Nonostante l’accordo sindacale raggiunto il 31 marzo sera fra la Sea e i lavoratori dell’handling, in cui venivano revocate le cinquanta lettere di trasferimento di altrettanti dipendenti ad Ata, la situazione a Malpensa rimane caldissima.
Sabato primo aprile nello scalo erano infatti ancora fermi circa 4.700 bagagli, e nella giornata di ieri, nonostante il superlavoro a cui si sono sottoposte le squadre, giacevano nei depositi ancora circa duemila bagagli non lavorati.
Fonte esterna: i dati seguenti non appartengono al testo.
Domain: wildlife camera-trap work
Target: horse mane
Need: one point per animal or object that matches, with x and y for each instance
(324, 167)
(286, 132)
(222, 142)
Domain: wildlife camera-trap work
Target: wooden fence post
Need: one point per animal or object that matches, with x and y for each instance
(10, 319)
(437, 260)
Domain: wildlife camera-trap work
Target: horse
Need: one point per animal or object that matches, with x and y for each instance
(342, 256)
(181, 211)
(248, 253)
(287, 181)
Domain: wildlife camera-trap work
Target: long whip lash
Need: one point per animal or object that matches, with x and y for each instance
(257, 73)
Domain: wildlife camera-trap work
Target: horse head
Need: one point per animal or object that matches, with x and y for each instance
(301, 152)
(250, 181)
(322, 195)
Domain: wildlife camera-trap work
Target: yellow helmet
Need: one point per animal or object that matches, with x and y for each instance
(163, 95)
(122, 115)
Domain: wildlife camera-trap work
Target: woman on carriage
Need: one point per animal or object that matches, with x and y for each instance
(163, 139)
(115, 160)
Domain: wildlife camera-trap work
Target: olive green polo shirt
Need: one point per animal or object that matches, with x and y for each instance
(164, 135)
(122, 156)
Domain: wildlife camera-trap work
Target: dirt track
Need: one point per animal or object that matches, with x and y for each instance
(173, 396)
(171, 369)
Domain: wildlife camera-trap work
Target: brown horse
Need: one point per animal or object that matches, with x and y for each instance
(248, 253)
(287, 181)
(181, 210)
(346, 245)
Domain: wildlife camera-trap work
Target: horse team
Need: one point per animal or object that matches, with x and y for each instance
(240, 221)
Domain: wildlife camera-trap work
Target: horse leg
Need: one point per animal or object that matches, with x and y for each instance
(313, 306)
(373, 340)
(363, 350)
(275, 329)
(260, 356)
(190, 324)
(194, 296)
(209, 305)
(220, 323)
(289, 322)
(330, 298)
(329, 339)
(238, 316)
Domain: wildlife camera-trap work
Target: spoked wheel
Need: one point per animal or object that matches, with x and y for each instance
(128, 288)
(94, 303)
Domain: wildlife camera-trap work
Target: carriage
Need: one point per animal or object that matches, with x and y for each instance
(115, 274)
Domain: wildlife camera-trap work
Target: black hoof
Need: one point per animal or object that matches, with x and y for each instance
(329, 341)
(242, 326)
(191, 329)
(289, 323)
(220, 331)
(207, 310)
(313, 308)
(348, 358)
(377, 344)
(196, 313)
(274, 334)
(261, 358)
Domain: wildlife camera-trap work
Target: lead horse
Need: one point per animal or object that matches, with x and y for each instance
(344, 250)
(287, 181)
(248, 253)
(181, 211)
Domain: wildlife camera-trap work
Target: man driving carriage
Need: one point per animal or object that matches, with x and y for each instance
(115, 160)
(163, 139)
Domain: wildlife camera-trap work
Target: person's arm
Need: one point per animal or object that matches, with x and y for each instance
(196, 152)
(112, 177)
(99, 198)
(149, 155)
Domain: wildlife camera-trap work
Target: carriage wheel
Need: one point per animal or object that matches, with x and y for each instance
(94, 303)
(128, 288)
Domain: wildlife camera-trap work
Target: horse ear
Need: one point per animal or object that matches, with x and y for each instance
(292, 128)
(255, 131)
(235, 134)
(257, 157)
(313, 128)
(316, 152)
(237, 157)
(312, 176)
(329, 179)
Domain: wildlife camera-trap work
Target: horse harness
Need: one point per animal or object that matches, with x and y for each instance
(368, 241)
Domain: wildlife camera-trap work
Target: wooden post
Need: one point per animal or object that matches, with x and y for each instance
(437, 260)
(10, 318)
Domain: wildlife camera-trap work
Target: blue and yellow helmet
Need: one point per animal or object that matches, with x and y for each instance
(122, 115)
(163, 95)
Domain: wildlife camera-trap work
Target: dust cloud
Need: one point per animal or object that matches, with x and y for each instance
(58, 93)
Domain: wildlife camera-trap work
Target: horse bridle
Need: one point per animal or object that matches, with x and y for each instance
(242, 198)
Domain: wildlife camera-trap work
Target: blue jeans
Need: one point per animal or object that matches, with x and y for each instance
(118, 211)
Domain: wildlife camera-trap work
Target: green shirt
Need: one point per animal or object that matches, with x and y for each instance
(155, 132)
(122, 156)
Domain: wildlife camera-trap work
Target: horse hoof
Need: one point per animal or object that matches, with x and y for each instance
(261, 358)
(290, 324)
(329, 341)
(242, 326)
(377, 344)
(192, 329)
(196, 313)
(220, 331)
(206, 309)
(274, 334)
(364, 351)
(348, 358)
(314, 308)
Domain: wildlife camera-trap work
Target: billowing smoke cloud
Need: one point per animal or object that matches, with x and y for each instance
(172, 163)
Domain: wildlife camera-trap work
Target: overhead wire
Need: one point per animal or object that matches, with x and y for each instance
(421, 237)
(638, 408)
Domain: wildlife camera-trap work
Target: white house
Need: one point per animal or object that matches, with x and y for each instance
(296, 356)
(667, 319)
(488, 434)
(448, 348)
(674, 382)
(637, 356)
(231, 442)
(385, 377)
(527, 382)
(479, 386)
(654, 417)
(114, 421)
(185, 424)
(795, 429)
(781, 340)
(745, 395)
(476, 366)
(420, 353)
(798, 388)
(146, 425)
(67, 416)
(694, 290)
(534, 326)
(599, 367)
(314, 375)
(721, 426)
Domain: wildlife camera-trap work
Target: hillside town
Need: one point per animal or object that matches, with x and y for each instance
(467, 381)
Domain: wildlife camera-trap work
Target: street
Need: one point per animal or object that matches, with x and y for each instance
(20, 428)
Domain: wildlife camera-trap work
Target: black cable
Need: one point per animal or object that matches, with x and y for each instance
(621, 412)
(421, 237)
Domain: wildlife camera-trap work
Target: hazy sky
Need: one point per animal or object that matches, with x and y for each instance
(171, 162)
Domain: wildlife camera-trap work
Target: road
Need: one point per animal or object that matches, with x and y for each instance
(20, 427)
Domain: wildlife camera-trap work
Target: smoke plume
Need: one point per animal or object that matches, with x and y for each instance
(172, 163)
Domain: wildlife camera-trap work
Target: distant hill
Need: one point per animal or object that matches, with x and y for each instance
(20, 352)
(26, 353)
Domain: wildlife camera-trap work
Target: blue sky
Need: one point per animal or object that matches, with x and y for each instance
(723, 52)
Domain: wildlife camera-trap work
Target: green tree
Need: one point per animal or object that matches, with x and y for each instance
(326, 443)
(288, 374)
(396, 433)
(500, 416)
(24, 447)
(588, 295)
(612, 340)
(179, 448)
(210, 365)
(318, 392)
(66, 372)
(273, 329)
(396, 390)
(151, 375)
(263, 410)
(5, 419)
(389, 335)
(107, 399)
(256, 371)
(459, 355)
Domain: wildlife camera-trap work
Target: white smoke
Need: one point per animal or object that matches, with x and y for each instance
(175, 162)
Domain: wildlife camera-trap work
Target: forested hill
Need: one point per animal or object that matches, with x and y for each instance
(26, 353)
Decine le telefonate dei passeggeri che lamentano disagi e protestano, Sea si è prontamente scusata per il disservizio al quale sono stati sottoposti; l’accordo raggiunto venerdì sera al termine di una assemblea fiume, al di là delle reali motivazioni che avevano spinto i lavoratori alla protesta, viene letto anche come tentativo per far tornare il grande scalo lombardo alla piena operatività. Ma nel frattempo i bagagli si sono inesorabilmente accumulati. Sea avrebbe chiesto di poter organizzare squadre anche per turni serali e notturni per smaltire le giacenze, la risposta dei sindacati sarebbe stata poco collaborativa: «Del resto come si può chiedere a gente che non ne può più - suggerisce Dario Balotta, segretario Cisl trasporti -, di farsi carico di un’incapacità a gestire le emergenze di cui non hanno alcuna responsabilità? Questo in realtà è solo un segnale dello sfascio di un’azienda» (...).